I remain amazed that telco API standards are still considered seriously.
I've just returned from a quick trip to the Bay Area were I was talking to people who lead the market in APIs, and they consider the telecom industry's perverse need to standardize APIs amusing at best and, at worst, yet another death knell for the industry.
My fundamental concern remains the "build it and they will come" mentality behind standards. For a global air interface or carrier service interoperability, absolutely, yes, we need standards as we have no choice but to buy mobile and fixed communication services and we want services to just work. But for APIs, absolutely no, no way should we be standardizing them.

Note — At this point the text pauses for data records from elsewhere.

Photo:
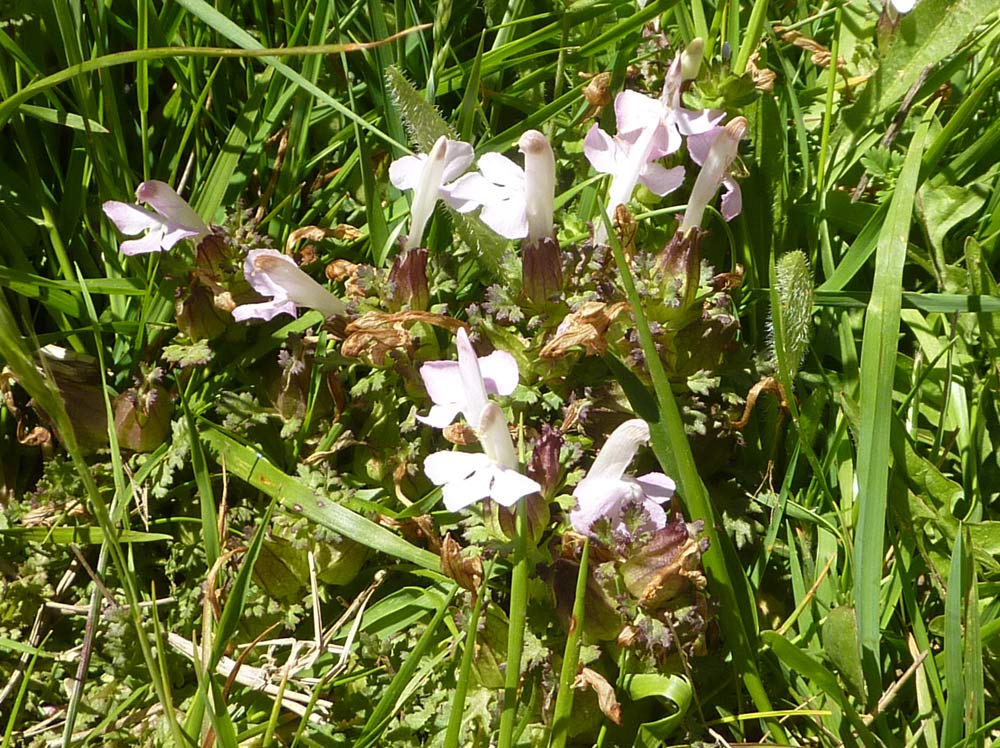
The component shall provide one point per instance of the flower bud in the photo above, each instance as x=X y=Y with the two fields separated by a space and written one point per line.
x=691 y=59
x=680 y=264
x=544 y=467
x=667 y=566
x=408 y=278
x=142 y=417
x=539 y=184
x=504 y=520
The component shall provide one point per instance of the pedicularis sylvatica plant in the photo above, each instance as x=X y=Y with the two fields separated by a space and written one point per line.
x=546 y=376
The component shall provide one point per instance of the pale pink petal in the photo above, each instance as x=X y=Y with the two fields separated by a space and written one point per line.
x=266 y=310
x=131 y=219
x=445 y=467
x=442 y=381
x=604 y=154
x=618 y=451
x=473 y=190
x=509 y=485
x=458 y=159
x=598 y=498
x=168 y=203
x=151 y=242
x=405 y=172
x=732 y=199
x=661 y=181
x=473 y=391
x=502 y=171
x=509 y=218
x=500 y=372
x=460 y=494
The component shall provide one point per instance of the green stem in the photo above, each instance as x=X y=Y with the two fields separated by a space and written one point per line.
x=571 y=657
x=669 y=436
x=454 y=733
x=516 y=622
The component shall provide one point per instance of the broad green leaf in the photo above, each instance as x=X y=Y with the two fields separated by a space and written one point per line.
x=928 y=35
x=878 y=356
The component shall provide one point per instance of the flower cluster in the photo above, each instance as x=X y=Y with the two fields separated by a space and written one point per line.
x=462 y=387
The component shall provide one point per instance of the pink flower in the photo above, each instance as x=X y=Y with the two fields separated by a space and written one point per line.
x=273 y=274
x=516 y=202
x=468 y=477
x=648 y=130
x=428 y=176
x=606 y=492
x=171 y=220
x=715 y=151
x=443 y=380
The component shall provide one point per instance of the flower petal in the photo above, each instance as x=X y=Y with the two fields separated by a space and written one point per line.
x=458 y=159
x=168 y=203
x=619 y=449
x=405 y=172
x=131 y=219
x=460 y=494
x=265 y=310
x=500 y=374
x=151 y=242
x=509 y=218
x=635 y=111
x=502 y=171
x=443 y=381
x=473 y=389
x=603 y=152
x=598 y=498
x=445 y=467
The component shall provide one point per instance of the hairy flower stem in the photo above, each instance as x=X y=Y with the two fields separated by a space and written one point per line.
x=668 y=437
x=516 y=623
x=571 y=657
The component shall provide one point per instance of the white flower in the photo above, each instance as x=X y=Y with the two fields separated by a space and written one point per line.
x=648 y=130
x=428 y=175
x=606 y=492
x=517 y=203
x=443 y=381
x=273 y=274
x=467 y=477
x=171 y=220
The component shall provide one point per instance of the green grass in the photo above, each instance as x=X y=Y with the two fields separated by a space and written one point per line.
x=851 y=575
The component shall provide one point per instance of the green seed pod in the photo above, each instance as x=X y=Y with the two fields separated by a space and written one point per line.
x=795 y=295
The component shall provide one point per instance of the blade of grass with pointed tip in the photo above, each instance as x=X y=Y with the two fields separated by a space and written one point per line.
x=878 y=366
x=668 y=438
x=252 y=467
x=376 y=722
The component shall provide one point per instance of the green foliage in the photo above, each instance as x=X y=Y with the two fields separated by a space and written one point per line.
x=847 y=478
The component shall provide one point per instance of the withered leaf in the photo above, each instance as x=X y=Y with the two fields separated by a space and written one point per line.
x=587 y=327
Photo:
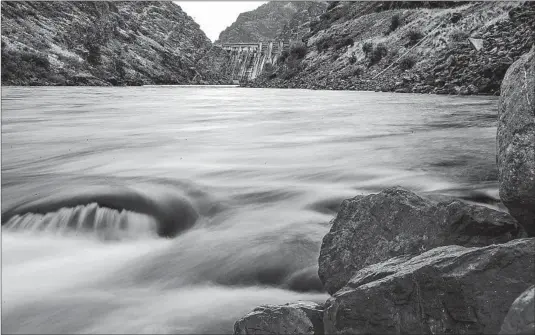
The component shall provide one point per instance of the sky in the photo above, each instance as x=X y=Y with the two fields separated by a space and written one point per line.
x=215 y=16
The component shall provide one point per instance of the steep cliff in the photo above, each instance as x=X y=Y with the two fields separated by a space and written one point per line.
x=273 y=20
x=105 y=43
x=424 y=47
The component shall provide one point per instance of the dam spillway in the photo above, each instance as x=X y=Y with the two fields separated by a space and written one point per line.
x=248 y=60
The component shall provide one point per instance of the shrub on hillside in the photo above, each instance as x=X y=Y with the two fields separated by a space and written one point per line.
x=458 y=36
x=352 y=59
x=323 y=45
x=367 y=47
x=358 y=71
x=348 y=41
x=395 y=22
x=283 y=56
x=414 y=36
x=379 y=51
x=407 y=63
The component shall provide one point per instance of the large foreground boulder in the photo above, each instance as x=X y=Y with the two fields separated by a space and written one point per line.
x=521 y=316
x=447 y=290
x=516 y=141
x=296 y=318
x=371 y=229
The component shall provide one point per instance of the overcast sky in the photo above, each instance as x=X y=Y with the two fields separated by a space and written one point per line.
x=215 y=16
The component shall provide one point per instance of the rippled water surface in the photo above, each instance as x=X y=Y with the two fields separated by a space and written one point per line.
x=180 y=209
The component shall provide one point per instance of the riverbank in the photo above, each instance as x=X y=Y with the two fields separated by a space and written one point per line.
x=427 y=267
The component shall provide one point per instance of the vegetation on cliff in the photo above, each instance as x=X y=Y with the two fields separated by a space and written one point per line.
x=104 y=43
x=275 y=20
x=421 y=47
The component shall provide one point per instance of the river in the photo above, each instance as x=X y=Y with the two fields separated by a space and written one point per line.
x=180 y=209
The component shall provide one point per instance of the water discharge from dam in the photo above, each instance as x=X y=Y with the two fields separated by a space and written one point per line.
x=180 y=209
x=248 y=60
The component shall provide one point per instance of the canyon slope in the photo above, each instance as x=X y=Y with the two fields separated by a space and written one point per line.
x=274 y=20
x=420 y=47
x=105 y=43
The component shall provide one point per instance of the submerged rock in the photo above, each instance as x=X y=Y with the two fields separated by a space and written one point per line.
x=371 y=229
x=447 y=290
x=516 y=141
x=295 y=318
x=521 y=316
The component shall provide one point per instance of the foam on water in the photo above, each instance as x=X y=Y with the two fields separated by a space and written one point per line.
x=180 y=209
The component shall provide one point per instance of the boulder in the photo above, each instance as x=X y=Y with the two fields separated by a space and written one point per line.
x=521 y=316
x=371 y=229
x=447 y=290
x=296 y=318
x=516 y=141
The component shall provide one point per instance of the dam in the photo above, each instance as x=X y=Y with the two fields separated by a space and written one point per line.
x=248 y=60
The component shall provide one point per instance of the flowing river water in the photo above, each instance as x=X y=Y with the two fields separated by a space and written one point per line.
x=180 y=209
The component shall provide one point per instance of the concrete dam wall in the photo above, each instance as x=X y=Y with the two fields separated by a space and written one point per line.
x=248 y=60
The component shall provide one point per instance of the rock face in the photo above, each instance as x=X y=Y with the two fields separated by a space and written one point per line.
x=104 y=43
x=273 y=20
x=371 y=229
x=516 y=141
x=447 y=290
x=377 y=45
x=521 y=316
x=296 y=318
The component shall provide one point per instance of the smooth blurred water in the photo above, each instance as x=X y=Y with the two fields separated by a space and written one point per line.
x=265 y=169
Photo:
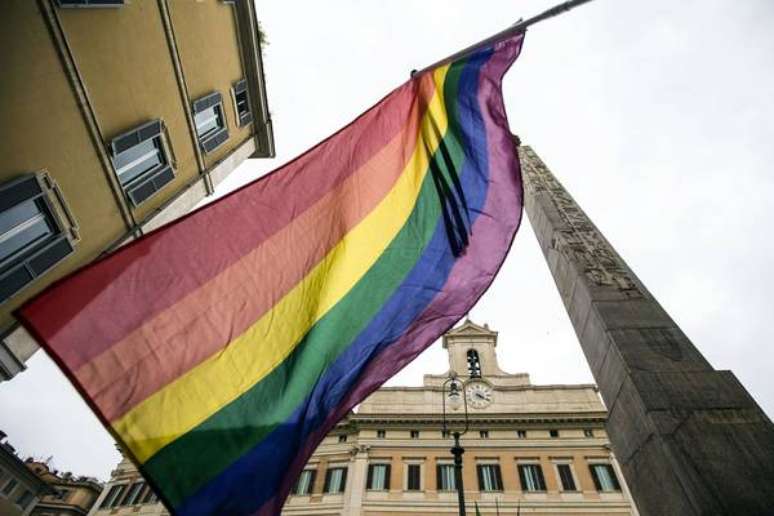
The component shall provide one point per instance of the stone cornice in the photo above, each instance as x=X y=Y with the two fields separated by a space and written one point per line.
x=477 y=419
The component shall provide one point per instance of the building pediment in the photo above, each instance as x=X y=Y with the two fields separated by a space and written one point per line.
x=469 y=329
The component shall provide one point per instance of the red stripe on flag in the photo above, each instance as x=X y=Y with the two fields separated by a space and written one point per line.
x=103 y=296
x=206 y=320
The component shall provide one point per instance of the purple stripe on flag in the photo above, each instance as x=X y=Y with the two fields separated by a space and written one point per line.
x=474 y=270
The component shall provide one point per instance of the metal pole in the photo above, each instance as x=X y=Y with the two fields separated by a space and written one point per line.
x=519 y=26
x=457 y=452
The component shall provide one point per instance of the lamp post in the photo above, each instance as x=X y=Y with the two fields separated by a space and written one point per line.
x=456 y=389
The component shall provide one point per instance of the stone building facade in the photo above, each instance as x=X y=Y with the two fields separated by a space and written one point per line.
x=20 y=487
x=68 y=494
x=537 y=449
x=117 y=117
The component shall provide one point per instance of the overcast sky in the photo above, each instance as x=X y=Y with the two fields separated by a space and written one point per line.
x=656 y=115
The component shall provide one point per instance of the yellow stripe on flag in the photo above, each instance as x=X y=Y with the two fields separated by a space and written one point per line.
x=188 y=401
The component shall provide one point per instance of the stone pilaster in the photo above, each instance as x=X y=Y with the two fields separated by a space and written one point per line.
x=690 y=440
x=353 y=496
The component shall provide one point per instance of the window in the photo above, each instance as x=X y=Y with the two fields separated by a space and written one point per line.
x=335 y=480
x=111 y=499
x=444 y=475
x=242 y=103
x=489 y=477
x=141 y=163
x=90 y=3
x=474 y=364
x=378 y=477
x=132 y=494
x=149 y=496
x=210 y=121
x=24 y=499
x=565 y=476
x=305 y=482
x=413 y=477
x=531 y=477
x=33 y=237
x=10 y=486
x=604 y=477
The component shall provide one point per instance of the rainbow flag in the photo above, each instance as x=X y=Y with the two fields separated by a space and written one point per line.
x=220 y=349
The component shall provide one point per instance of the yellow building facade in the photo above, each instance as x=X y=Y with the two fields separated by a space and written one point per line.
x=118 y=116
x=535 y=449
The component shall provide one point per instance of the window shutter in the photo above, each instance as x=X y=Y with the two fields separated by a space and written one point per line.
x=614 y=478
x=498 y=478
x=541 y=479
x=595 y=477
x=522 y=479
x=414 y=473
x=327 y=485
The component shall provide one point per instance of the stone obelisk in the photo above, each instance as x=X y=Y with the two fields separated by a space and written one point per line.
x=690 y=439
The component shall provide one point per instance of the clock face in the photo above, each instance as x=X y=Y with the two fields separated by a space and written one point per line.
x=479 y=395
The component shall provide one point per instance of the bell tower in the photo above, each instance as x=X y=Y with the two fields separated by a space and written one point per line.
x=472 y=351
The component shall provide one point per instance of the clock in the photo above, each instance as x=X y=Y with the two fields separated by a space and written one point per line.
x=479 y=395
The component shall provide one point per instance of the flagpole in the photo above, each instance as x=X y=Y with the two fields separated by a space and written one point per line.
x=519 y=26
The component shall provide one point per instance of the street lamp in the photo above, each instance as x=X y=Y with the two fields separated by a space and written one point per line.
x=456 y=391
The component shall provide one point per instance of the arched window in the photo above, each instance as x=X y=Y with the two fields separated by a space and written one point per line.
x=474 y=364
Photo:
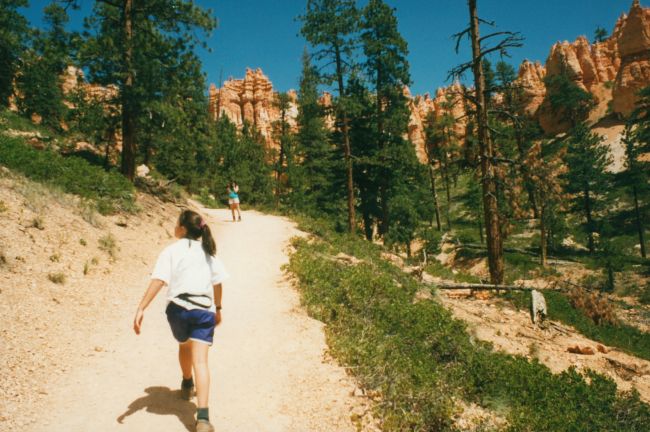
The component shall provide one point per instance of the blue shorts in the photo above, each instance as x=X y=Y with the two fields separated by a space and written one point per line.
x=195 y=324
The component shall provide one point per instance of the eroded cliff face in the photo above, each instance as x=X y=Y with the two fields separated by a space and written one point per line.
x=634 y=51
x=253 y=100
x=613 y=71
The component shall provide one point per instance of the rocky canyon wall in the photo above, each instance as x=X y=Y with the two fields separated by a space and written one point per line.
x=612 y=71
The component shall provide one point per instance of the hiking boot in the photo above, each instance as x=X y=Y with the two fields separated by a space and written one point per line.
x=204 y=426
x=187 y=392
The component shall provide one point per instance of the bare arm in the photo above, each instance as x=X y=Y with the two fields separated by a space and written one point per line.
x=218 y=291
x=154 y=287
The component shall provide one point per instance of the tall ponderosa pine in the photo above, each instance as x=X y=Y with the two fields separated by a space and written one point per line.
x=39 y=80
x=283 y=136
x=486 y=151
x=566 y=99
x=132 y=40
x=587 y=158
x=433 y=165
x=14 y=32
x=544 y=163
x=636 y=175
x=400 y=176
x=443 y=145
x=312 y=191
x=329 y=26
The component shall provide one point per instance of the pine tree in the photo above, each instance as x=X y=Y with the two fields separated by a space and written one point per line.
x=387 y=70
x=636 y=176
x=443 y=146
x=282 y=133
x=546 y=169
x=567 y=99
x=600 y=34
x=312 y=189
x=486 y=148
x=39 y=79
x=13 y=37
x=587 y=158
x=330 y=26
x=134 y=45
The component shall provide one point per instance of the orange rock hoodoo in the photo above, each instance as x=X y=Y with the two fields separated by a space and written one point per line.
x=634 y=51
x=251 y=99
x=613 y=71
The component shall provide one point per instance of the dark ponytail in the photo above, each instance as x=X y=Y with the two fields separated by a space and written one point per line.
x=196 y=227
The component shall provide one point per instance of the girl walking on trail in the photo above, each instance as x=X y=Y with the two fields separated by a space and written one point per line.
x=193 y=275
x=233 y=200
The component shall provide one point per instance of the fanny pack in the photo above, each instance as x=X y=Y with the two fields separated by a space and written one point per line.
x=200 y=300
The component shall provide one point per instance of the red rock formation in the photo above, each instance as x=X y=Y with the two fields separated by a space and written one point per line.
x=634 y=50
x=250 y=99
x=531 y=79
x=612 y=70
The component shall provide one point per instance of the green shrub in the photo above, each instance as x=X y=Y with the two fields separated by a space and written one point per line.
x=57 y=278
x=110 y=190
x=420 y=360
x=108 y=244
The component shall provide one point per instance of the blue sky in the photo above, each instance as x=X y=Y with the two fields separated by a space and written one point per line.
x=265 y=34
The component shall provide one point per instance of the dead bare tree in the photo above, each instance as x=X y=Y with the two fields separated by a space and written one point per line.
x=480 y=49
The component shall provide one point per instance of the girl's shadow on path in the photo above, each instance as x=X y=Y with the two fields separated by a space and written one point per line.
x=163 y=401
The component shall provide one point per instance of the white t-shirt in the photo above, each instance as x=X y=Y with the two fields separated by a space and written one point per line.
x=186 y=268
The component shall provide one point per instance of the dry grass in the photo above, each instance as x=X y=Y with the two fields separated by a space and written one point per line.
x=594 y=305
x=57 y=278
x=108 y=244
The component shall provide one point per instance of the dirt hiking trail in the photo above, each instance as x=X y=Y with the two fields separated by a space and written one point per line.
x=269 y=367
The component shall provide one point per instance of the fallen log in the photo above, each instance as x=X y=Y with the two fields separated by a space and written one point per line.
x=550 y=259
x=480 y=287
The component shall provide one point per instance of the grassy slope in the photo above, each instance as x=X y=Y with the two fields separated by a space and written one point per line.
x=108 y=191
x=420 y=359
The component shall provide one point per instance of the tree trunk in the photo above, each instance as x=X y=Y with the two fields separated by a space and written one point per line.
x=639 y=222
x=278 y=173
x=490 y=206
x=367 y=222
x=128 y=109
x=345 y=130
x=436 y=206
x=448 y=192
x=523 y=169
x=542 y=235
x=590 y=227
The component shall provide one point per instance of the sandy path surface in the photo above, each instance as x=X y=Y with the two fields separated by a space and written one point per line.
x=268 y=364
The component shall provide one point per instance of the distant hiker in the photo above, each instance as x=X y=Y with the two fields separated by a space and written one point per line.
x=193 y=275
x=233 y=199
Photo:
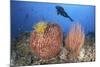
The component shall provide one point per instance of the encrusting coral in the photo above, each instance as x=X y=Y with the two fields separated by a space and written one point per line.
x=46 y=40
x=75 y=40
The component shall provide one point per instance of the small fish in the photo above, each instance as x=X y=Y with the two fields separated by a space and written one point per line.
x=61 y=11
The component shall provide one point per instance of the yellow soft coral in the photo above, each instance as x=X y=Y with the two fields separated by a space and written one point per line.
x=40 y=27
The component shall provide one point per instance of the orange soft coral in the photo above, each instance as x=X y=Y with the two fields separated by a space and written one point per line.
x=75 y=39
x=47 y=45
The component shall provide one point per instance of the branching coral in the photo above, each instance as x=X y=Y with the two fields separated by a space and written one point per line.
x=47 y=44
x=75 y=40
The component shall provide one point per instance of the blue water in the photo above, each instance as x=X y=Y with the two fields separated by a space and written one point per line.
x=26 y=14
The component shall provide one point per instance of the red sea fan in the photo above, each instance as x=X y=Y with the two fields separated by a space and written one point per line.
x=47 y=45
x=75 y=39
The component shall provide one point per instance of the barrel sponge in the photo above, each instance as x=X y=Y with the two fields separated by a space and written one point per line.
x=75 y=39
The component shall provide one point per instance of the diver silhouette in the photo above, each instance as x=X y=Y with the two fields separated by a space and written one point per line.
x=61 y=11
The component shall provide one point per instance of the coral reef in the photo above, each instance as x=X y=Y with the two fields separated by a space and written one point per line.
x=21 y=54
x=75 y=40
x=46 y=41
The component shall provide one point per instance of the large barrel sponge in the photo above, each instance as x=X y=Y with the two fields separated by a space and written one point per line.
x=75 y=40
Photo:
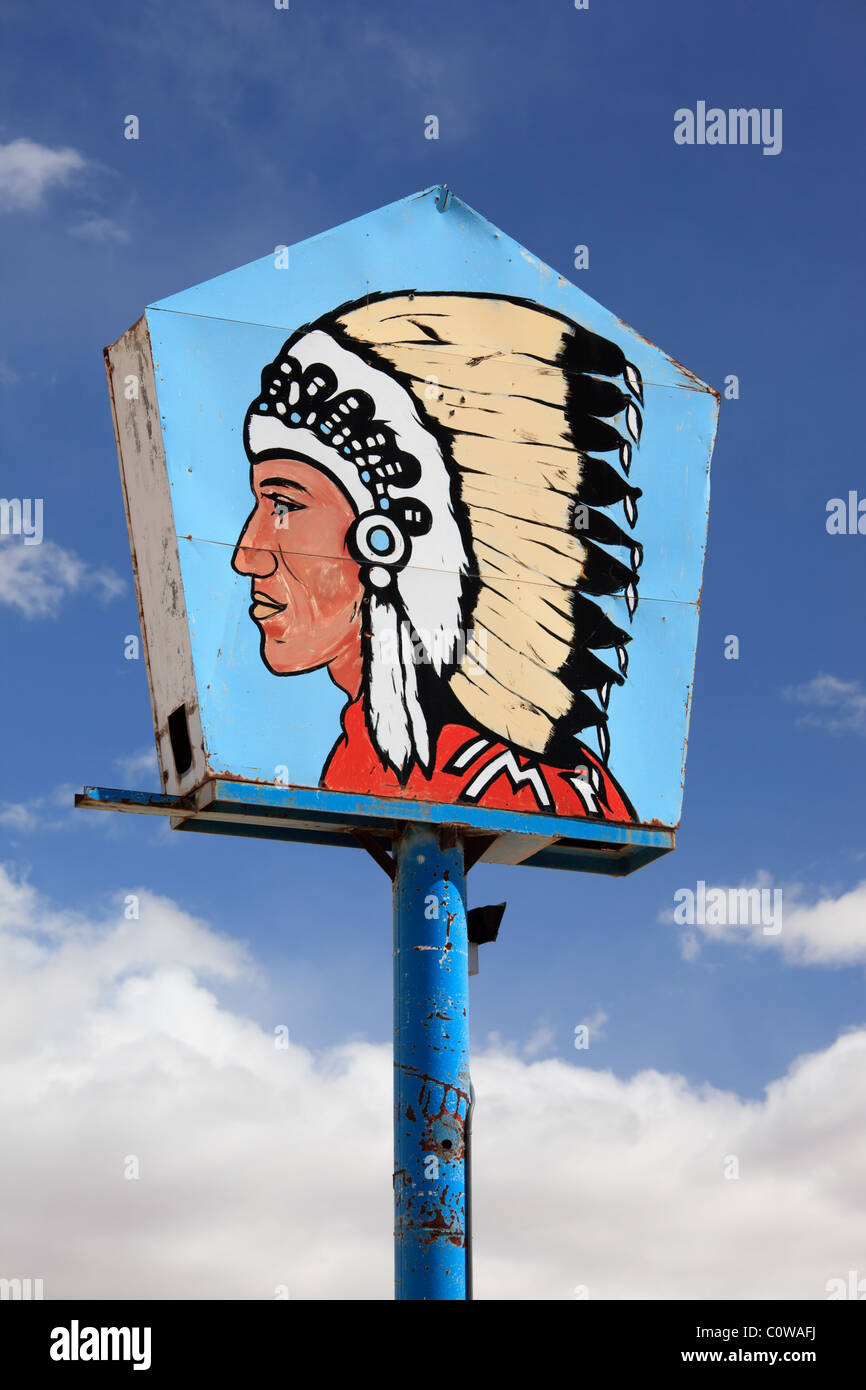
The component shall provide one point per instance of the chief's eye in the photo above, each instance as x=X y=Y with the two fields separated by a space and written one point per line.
x=282 y=505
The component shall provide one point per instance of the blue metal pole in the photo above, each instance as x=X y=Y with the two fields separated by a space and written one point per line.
x=431 y=1083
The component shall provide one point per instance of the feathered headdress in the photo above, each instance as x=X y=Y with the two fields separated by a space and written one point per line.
x=464 y=428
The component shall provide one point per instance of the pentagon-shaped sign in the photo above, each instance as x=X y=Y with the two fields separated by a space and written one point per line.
x=419 y=533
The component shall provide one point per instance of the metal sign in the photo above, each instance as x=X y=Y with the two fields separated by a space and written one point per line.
x=419 y=534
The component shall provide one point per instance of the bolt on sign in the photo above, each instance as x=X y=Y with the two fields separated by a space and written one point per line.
x=419 y=534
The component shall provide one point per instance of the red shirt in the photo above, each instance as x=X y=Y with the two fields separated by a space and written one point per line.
x=473 y=769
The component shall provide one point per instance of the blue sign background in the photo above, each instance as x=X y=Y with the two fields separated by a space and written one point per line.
x=210 y=345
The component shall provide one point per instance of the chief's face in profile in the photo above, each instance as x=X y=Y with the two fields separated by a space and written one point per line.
x=306 y=590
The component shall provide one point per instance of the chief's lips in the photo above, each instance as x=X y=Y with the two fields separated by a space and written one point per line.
x=264 y=606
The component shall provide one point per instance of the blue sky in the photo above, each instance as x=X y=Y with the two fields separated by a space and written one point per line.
x=262 y=127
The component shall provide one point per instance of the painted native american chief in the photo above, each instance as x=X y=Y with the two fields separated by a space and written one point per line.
x=430 y=524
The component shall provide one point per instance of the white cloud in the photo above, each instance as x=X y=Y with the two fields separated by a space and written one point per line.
x=836 y=705
x=93 y=227
x=263 y=1166
x=29 y=170
x=36 y=578
x=139 y=765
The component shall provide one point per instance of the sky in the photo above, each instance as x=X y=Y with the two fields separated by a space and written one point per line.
x=605 y=1169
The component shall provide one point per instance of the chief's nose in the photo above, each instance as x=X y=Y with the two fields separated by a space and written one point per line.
x=249 y=558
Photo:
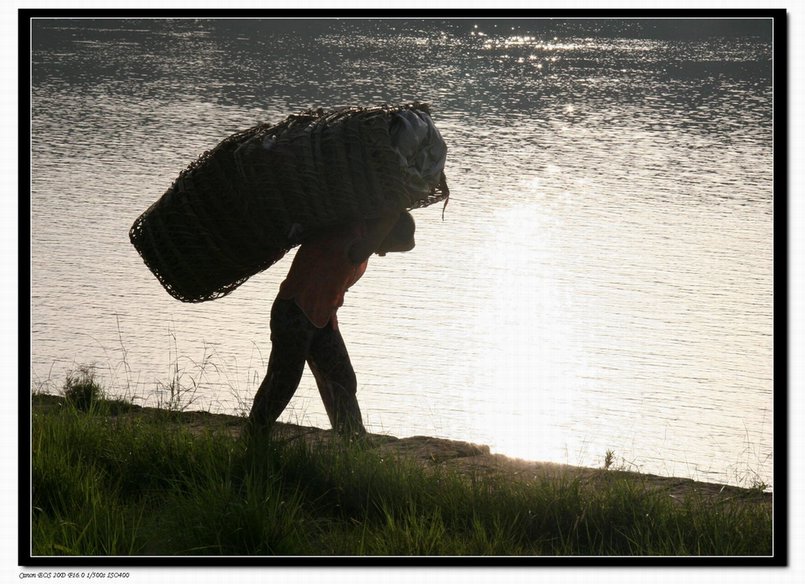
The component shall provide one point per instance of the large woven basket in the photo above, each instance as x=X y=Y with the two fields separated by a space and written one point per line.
x=242 y=205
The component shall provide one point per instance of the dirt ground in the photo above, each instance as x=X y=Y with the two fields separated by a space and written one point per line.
x=472 y=460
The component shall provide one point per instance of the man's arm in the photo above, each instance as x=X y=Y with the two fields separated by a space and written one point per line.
x=376 y=232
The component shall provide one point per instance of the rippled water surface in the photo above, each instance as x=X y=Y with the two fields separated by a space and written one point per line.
x=601 y=279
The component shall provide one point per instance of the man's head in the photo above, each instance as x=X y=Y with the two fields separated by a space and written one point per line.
x=401 y=236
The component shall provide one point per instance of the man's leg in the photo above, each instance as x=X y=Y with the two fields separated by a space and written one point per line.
x=291 y=336
x=329 y=361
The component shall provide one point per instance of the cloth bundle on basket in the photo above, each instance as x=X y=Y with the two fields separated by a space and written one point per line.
x=242 y=205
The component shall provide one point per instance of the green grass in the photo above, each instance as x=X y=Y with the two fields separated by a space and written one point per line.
x=107 y=483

Only when there are some solid market-proven use cases, like Twilio, should we be sharing best practices only, and no retroactive standards.
Google Maps is one of the most successful APIs on the planet. It is not a standard, it evolved through Google working with partners and developers. It is used on websites around the world. Would standardization help it? No. Have competitors copied its API exactly? No. Because APIs are easy, a little bit of technology. It's the value transferred through the API, the business models, the go to market, and services wrap that are the hard part. As I've discussed many times on this weblog, an implicit assumption is that by adopting an API standard, all the other stuff I mentioned comes for free. It does not. Hence all the telco API failures.
Successful APIs, generally, are used internally or with partners first, for example NPR or New York Times. Once the API has had some road testing, it may be exposed externally. That is, to real developers, real business people, real applications - not abstract standards. Such standards are being created with no real-world road testing, and it should contain the following health warning:
"This standard has never been successfully deployed, it ignores the need for a viable business model for the consumers of your API, for a go to market plan for the API, and the services wrap to deliver the value the API consumers need. Bottom-line we've done something that didn't need doing, and you're going to use it and fail because you will ignore doing all the other stuff because you think it's a standard so all you need to do is buy something that implements 'The Standard'."
I think we could do the whole industry a favor by admitting API standards are not the answer. If anything, they are a distraction. Instead, you should work with 'enabling partners' that have lots of API experience, focus on the use cases that deliver most value to your ecosystems and, from that, build a business based on APIs.